BAKERSFIELD, Calif. (KERO) — Just days before Cesar Chavez’s birthday, the first lady of the United States, Dr. Jill Biden will be visiting Kern County with the U.S. Citizenship and Immigration Services Director for a naturalization ceremony.
This is in commemoration of Cesar Chavez Day.
First Lady Biden will be visiting Villa La Paz where 31 people will become U.S. citizens and continue that tradition.
“For my father, it was a place where he was able to practice his belief of ordinary people doing extraordinary things.” President of the Cesar Chavez Foundation Paul Chavez is talking about Nuestra Senora Reina La Paz, what’s now known as the National Chavez Center.
Chavez is one of Cesar Chavez’s eight children. He’s called La Paz home since 1972, when the rest of the Chavez family moved there with Cesar.
The 116 acres of land became the headquarters of the farm workers movement in 1971, people from all over the state gathering there for “la causa” or the cause.
Paul said it became a training and development center, a place for planning meetings, but it was so much more than that.
In time, it became a personal refuge for him. Whenever he left La Paz, and went out in the world, he was always involved in controversy, whether that be strikes, or boycotts, or fighting for legislation, protecting farm workers, or people’s benefits.

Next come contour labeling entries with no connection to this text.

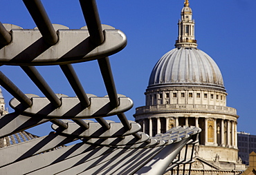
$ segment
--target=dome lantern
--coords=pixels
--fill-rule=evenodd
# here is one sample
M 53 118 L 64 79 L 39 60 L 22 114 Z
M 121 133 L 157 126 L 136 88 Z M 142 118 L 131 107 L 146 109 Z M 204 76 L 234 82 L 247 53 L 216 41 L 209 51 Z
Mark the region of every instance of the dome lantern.
M 194 21 L 192 19 L 192 11 L 190 3 L 186 0 L 181 10 L 181 19 L 179 21 L 179 36 L 176 41 L 176 48 L 196 48 L 194 39 Z

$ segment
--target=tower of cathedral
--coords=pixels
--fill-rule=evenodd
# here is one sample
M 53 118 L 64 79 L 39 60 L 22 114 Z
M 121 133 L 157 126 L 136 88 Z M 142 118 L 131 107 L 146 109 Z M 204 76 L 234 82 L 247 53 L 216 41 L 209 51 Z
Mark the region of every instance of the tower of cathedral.
M 157 62 L 134 117 L 149 136 L 178 125 L 201 127 L 192 174 L 238 174 L 237 110 L 226 106 L 226 90 L 214 60 L 197 48 L 188 0 L 181 10 L 175 48 Z

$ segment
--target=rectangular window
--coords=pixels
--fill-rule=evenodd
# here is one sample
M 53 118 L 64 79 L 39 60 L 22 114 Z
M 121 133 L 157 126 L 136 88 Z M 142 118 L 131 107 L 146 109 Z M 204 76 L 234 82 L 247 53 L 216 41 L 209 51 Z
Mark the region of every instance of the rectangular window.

For him, La Paz was a place he could come home, and recharge his moral batteries, and prepare for the next struggle.
Activist Dolores Huerta, who alongside Cesar Chavez, Helen Chavez, Larry Itliong, and Philip De La Cruz, led the Farm Workers Movement, recalls the community of La Paz.
It’s where she lived and raised her children.
At the time she said people that worked for the union dwelled at the UFW Headquarters. They had a daycare center for the children and even universal church services.
“We have very fond memories of being there. It’s a beautiful place for children to grow up. Out in the foothills, there’s so much space, so much freedom. All my kids were so inspired by living at La Paz,” said Dolores Huerta.
Huerta said to this day the work there continues, as does the preservation of their history at the Cesar Chavez Foundation’s Museum on the grounds.
As Martha Crusius said it’s been a national monument since 2012 when another president, Barack Obama visiting that ceremony.
“National parks belong to the American people, so as somebody becomes an American citizen of this country, they take on that ownership”
It’s one of 400 national monuments across the U.S. where people annually are naturalized.
Naturalization ceremonies happen here twice a year on March 31 for Cesar Chavez’s birthday, and on October 8 on the anniversary of these 116 acres becoming a national monument.
“If the first lady is willing to come to the farmworker headquarters there, to the, you might say, the poorest of the poor, there are people that are essential workers that feed us every day, it’s such a strong, strong message to send out to everybody, of how important it is to for citizenship, for voting, for participation of the electoral process.”